「失礼しまーす。マナ、いる?」

「リーシャ!来てくれたのね!」

ガチャリと癒しの部屋の扉を開けて中に入ると、そこにはマナがいて私を迎えてくれた。

「うん!癒しの部屋が開設されて、責任者がマナだと聞いたから、会いに来ちゃった」

「ありがとう、リーシャ」

私がにっこりと笑えば、マナも笑ってくれる。本当、いい顔するようになったよね、マナ。最初に会った頃とは大違いだ。

「あれ?リーシャも癒しの部屋に来たの?」

そんな時、横からラグの声が聞こえてくる。そちらを振り向けば、ラグ、コナー、ザジとそれぞれのディンゴ達の姿が目に入った。あ、ザジとニッチとステーキは寝てるよ。可愛いなー。

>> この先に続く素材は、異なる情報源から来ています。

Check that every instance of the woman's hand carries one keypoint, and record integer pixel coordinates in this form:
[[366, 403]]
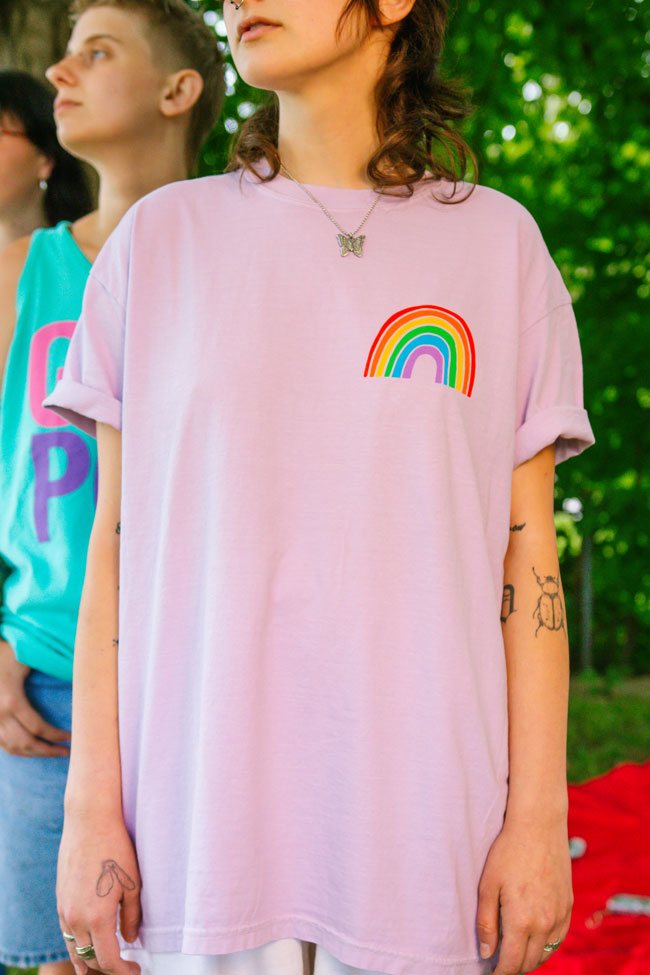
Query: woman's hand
[[527, 875], [22, 729], [97, 874]]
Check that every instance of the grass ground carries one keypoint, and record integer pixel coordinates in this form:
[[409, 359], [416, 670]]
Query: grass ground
[[609, 723]]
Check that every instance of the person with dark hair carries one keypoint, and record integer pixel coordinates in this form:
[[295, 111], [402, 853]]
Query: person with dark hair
[[128, 91], [40, 183], [321, 668]]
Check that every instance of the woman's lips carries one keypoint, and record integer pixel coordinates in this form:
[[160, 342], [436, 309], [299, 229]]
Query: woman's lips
[[257, 30], [63, 104]]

「あ、ラグ達も来てたんだね。私は久しぶりにマナに会いたくて。ところで、さっきゴーシュの名前が聞こえたけど、どうかしたの?」

そして、私は扉を開ける前に聞こえたゴーシュの名前について問いかける。

「ラグ・シーイングにゴーシュとの思い出を話そうと思ったのよ」

マナが懐かしそうに笑った。つまり、あの話をするわけね。懐かしいなー。ゴーシュがいる頃の話だから、もう五年も前なんだよね…。

「私も聞いてもいい?」

「もちろんよ」

懐かしさに頬を緩ませながら、ソファに座る。そして、目を閉じてマナの話を聞きながら、私もあの頃を回想し始めるのだった。



「ゴーシュ、今日ね…」

ハチノスの廊下を恋人のゴーシュと一緒に歩いていたら、曲がり角で大きな花束を抱えた女の人が彼にぶつかった。

「わっ!すみません!」

「半分持ちましょうか、マナ・ジョーンズ?」

謝る女の人に、ゴーシュが優しく声をかける。どうやら、彼女はマナ・ジョーンズというらしい。ゴーシュの知り合いかな?

「結構です。私一人で運べますから」

そう言って大きな花束を抱えたまま、歩き出すマナさん。だけど、彼女はまた別の人にぶつかってしまった。

「きゃあ!」

「大丈夫ですか?」

倒れそうになるマナさんの体をゴーシュが支える。う、羨ましくなんてないよ。だって、ゴーシュの恋人は私なんだから。

「ちゃんと前見て歩いて下さいね」

「す、すみません…」

ぶつかった人に注意され、マナさんはゴーシュに支えられたまま謝った。

「やっぱり半分持ちます」

「私も半分持つね」

さりげない仕草でマナさんの花束を半分持ったゴーシュを見て、私も彼女の持つ花束を半分持つ。このまま私が何もしないと、ゴーシュにリーシャは先に帰ってて下さいねと言われかねないから。

「さあ、行きましょう」

ゴーシュが歩き出し、私とマナさんも後を追って歩き出す。

「私はリーシャ・フィゼル。よろしくね!」

まずは笑顔で自己紹介。いくらゴーシュがマナさんを知ってても、私は彼女の事を何も知らないもの。

「マナ・ジョーンズよ。私こそ、よろしくね」

「ねえねえ、マナさんはどんなお仕事してるの?」

にこっと笑ったマナさんに、私は彼女の仕事内容を訊く。

「マナでいいわ。私もリーシャって呼ぶから。私のお仕事は、薬草とか植物の研究をしているの」

「すごいね、マナ。私、植物なんて詳しくないから…。野菜とか、果物とかの食べ物系なら分かるけど」

私が尊敬の眼差しをしながら言えば、マナとゴーシュが揃ってくすりと笑った。

「もう、何でゴーシュまで笑うのよ!?」

「すみません。リーシャらしくて、つい笑ってしまいました」

ゴーシュにまで笑われた事に対して頬を膨らませながら抗議すると、彼はにこにこと笑いながら謝った。絶対悪いと思ってないよね、ゴーシュは。

「二人とも仲がいいのね。運んでくれたお礼にお茶を入れるから、よかったら飲んで行って?」

いつの間にか、目的地である研究室に着いていたらしい。私とゴーシュはそれぞれ持っていた花束をマナに返して、さあ帰ろうとした矢先。マナは私達をお茶に誘ってくれた。

「せっかくだから、ご馳走になろうよ。私、のど乾いたー」

「そうですね。では、お言葉に甘えて…」

私はゴーシュと顔を見合わせてから、笑顔で了承するのだった。